Protectionism is a habitual position of the Italian Right, and is rarely seen, as elsewhere, as solely negative. The idea that an Italian tradition is under threat from rapacious, foreign investors speaks to the gut of many voters, especially since Italy is very used to closed shops. There are dozens of closed professional orders, like the dreaded albo of journalists: outsiders simply aren’t allowed to disrupt a good thing.

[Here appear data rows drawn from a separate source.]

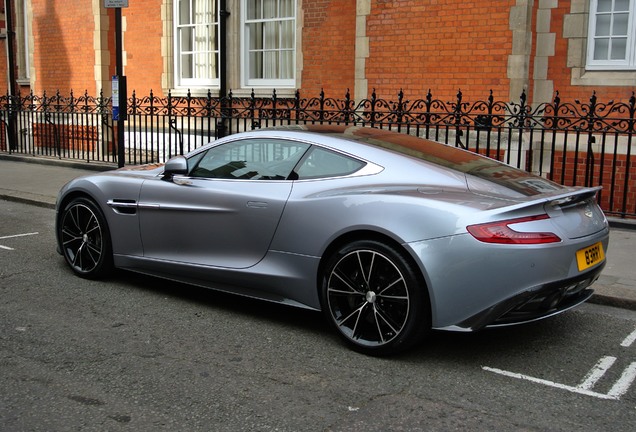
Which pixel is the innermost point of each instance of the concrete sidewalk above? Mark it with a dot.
(36, 181)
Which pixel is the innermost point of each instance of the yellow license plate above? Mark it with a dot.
(590, 256)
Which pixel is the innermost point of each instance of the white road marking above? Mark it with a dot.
(629, 340)
(19, 235)
(549, 383)
(14, 236)
(597, 373)
(619, 388)
(624, 382)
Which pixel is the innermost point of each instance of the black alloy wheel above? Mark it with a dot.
(85, 239)
(373, 296)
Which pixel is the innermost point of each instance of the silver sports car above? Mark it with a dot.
(389, 234)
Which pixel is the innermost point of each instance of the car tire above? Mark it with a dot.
(85, 239)
(375, 298)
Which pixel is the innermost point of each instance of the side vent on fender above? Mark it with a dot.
(123, 206)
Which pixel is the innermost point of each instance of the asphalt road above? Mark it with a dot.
(140, 354)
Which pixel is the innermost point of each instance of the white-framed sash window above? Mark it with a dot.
(196, 43)
(612, 35)
(268, 43)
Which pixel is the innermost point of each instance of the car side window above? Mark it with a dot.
(322, 163)
(252, 159)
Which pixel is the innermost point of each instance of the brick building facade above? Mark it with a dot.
(506, 46)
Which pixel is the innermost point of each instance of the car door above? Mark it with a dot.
(226, 211)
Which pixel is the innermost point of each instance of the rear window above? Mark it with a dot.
(457, 159)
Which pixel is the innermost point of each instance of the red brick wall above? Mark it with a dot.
(3, 54)
(328, 47)
(63, 46)
(443, 45)
(560, 73)
(611, 170)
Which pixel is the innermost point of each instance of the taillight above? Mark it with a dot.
(500, 232)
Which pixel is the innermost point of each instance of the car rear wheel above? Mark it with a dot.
(373, 297)
(85, 239)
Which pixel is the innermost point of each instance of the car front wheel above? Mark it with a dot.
(373, 297)
(85, 239)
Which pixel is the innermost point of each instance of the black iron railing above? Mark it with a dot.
(574, 143)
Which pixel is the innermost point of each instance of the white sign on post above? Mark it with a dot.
(115, 3)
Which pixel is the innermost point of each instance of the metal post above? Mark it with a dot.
(122, 89)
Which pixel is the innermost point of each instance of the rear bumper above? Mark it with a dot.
(532, 305)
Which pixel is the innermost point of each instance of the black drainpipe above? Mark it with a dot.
(221, 127)
(12, 120)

So even if international law and economic rationality are clearly on Draghi’s side, one gets the feeling that the rump of Italian seaside-goers are contented with things as they are. The resorts make beach-going easy. Through the day they sell you everything you could want: coffee and a croissant, calamari and a glass of white. You can join a gentle water gym, play a few rounds of ping-pong, then swig a cold beer and go barefoot dancing in the evenings. “Most families,” says Biagini, “are far more concerned about seeing the same lifeguard or barman as last year than they are about the lack of free beaches.”

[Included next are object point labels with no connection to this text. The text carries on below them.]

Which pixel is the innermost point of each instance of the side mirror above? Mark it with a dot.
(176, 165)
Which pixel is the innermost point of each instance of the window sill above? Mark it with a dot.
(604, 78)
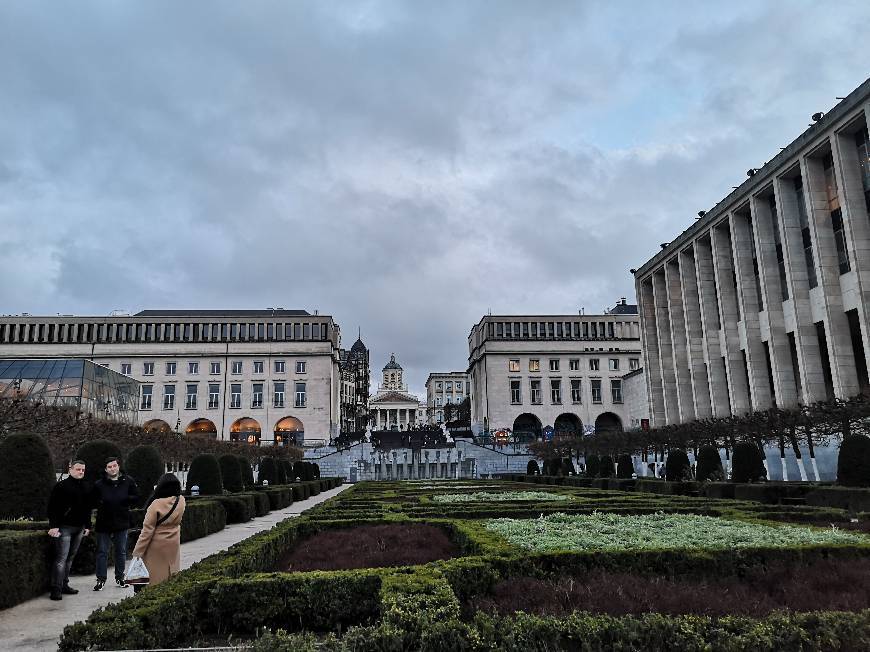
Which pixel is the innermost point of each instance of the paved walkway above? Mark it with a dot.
(36, 625)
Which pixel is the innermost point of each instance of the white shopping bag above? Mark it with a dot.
(137, 573)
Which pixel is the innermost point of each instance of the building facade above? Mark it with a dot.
(393, 407)
(248, 375)
(563, 371)
(443, 388)
(764, 301)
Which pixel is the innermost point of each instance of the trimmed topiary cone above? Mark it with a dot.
(28, 477)
(94, 454)
(268, 471)
(145, 466)
(747, 464)
(231, 474)
(677, 467)
(624, 466)
(709, 465)
(853, 462)
(205, 472)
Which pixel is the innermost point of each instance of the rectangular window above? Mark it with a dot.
(576, 387)
(535, 391)
(616, 390)
(516, 397)
(147, 392)
(190, 401)
(595, 386)
(169, 397)
(214, 394)
(555, 391)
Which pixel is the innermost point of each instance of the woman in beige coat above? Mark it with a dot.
(159, 543)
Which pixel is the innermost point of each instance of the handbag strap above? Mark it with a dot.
(162, 519)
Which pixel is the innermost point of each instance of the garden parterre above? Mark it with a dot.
(236, 593)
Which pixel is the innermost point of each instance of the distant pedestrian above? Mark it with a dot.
(69, 520)
(116, 493)
(159, 543)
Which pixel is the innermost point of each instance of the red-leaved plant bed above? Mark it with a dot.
(836, 585)
(370, 546)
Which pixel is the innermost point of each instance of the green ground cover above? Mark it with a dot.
(237, 594)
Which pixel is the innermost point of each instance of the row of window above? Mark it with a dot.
(236, 367)
(191, 401)
(573, 364)
(536, 398)
(566, 329)
(138, 332)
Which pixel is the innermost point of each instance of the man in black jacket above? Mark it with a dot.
(116, 493)
(69, 521)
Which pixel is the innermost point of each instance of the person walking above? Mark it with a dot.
(159, 543)
(116, 493)
(69, 520)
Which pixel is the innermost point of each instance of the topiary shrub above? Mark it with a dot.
(677, 466)
(624, 466)
(246, 471)
(853, 462)
(231, 474)
(605, 467)
(280, 472)
(94, 454)
(145, 466)
(747, 465)
(592, 465)
(709, 467)
(205, 472)
(28, 477)
(268, 471)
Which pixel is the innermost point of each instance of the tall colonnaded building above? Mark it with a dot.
(262, 376)
(764, 301)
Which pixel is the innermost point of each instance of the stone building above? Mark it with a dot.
(393, 407)
(764, 300)
(564, 371)
(249, 375)
(443, 388)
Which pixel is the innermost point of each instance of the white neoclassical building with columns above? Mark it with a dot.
(393, 407)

Since people usually spend weeks, or an entire month or two, in the same bagno — often returning there year after year — they feel like rustic, simple villages of gloss-painted pallet furniture and fraying, salted awnings. For millions of Italians — who enjoyed three months off school every summer as children — these resorts are where many of their fondest childhood memories are stored. It’s where they spent languid months with grandparents while their parents were working. Our children, too, have spent many happy weeks in these dunes, so it’s easy to understand the anxiety of those who don’t want anything to change.

But in the 25 years we’ve been going either east from Parma to the Adriatic coast, or west over the Apennines to Liguria and Tuscany, these resorts have gone from simple and spartan to offering evermore ambitious experiences: volleyball pits, Padel courts, and club nights. Temporary structures have become permanent. That’s why the most feared aspect of Draghi’s legislation is the “mapping”, in which the entire coastal area is due to be subjected to aerial and ground-level inspections. The discrepancy between what the concessions are supposed to be on paper and the reality of what, over decades, they have become is likely to be fairly wide.

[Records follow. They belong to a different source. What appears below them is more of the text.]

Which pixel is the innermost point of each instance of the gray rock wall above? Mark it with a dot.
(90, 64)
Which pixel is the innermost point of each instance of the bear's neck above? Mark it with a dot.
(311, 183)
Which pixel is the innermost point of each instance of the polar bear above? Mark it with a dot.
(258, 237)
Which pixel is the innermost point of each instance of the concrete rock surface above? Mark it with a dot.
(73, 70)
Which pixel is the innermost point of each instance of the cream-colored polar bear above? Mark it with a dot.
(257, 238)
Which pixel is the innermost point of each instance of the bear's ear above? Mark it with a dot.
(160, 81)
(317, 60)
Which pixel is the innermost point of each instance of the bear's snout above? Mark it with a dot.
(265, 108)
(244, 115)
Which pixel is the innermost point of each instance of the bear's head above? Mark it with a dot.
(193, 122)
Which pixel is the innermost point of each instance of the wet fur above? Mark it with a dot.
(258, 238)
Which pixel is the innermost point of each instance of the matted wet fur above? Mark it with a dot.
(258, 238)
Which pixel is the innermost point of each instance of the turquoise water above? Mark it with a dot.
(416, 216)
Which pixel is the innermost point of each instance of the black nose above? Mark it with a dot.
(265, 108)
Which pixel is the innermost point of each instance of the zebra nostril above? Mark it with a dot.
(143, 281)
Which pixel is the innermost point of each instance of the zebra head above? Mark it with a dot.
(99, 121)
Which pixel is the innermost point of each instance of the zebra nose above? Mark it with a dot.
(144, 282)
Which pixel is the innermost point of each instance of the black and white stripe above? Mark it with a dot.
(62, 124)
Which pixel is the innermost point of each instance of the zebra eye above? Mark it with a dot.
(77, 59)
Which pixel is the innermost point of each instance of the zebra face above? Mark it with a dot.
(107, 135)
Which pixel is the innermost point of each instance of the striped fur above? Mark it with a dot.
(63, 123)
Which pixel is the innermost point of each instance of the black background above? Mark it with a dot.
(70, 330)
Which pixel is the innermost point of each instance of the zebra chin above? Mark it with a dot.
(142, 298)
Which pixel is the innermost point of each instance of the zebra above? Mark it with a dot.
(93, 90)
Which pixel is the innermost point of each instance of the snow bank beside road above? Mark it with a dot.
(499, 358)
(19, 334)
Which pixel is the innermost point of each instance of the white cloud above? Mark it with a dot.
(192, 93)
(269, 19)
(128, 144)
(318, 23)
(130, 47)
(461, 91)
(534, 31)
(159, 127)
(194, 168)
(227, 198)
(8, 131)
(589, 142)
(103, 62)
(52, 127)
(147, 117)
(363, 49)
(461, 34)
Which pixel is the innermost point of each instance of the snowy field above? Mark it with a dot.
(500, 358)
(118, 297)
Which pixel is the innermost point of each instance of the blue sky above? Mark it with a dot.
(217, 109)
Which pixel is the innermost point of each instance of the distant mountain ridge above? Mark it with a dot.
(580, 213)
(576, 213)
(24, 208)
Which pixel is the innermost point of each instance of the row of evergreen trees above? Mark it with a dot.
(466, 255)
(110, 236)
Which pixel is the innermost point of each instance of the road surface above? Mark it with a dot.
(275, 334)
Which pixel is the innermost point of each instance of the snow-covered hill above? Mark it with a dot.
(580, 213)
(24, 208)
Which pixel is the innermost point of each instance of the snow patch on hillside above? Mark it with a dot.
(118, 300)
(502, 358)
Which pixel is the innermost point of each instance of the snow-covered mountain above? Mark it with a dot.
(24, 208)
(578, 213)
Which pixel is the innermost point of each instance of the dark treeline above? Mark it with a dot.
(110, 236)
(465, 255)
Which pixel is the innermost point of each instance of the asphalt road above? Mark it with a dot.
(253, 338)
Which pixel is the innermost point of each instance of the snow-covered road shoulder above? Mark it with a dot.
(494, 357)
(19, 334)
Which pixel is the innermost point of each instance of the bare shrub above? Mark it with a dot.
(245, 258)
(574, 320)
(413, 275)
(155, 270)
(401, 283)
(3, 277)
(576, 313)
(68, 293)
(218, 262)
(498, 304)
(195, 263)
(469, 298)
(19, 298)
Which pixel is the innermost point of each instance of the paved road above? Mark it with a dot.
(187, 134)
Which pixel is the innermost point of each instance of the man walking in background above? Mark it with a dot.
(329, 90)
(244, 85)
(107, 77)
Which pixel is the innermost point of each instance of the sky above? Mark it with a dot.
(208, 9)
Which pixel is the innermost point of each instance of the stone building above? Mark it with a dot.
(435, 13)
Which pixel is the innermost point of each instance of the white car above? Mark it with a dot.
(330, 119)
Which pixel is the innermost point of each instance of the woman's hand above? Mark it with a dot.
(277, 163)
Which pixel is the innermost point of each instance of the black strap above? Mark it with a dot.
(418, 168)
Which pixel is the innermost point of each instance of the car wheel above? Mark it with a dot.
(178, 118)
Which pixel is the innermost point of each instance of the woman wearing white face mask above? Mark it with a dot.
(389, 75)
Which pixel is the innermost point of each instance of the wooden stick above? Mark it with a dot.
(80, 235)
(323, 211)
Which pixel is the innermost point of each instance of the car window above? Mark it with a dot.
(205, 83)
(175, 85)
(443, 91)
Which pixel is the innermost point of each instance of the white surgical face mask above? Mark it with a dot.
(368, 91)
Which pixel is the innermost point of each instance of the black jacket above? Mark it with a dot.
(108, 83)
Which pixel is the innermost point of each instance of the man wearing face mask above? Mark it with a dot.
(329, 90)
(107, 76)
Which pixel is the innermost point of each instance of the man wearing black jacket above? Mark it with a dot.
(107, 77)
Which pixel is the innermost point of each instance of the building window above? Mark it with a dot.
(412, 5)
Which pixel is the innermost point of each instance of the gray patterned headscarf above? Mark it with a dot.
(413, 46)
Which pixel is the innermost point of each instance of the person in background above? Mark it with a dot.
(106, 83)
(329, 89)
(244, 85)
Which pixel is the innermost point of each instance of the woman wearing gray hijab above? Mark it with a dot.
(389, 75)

Inevitably the protectionism which never gets mentioned is that of the actual coastline. The demand for immaculate sand means that the majority of driftwood, boulders, seaweed, and shingle spits have been removed, causing erosion issues which require the remedy of bulldozers lugging artificial protections into place. The sandy stretches have been so humanised that you see a hundred fag-butts and face masks to every crab or jellyfish.

Yet almost everyone agrees that it’s going to be arduous to impose any change. With a general election looming next year, Edoardo Zanchini, Vice President of the Italian environmental organisation Legambiente, says that “no politician will really want to take on the powerful lobby of the resort-managers”. If the country has delayed the imposition of EU legislation for 16 years, it seems unlikely, even with Draghi in the driving seat, that all coastal concessions will suddenly be put up for tender. “In Italy”, says Franco, “we do things in our own time.”


Tobias Jones lives in Parma. His Ultra: The Underworld of Italian Football won the 2020 Telegraph Football book of the Year.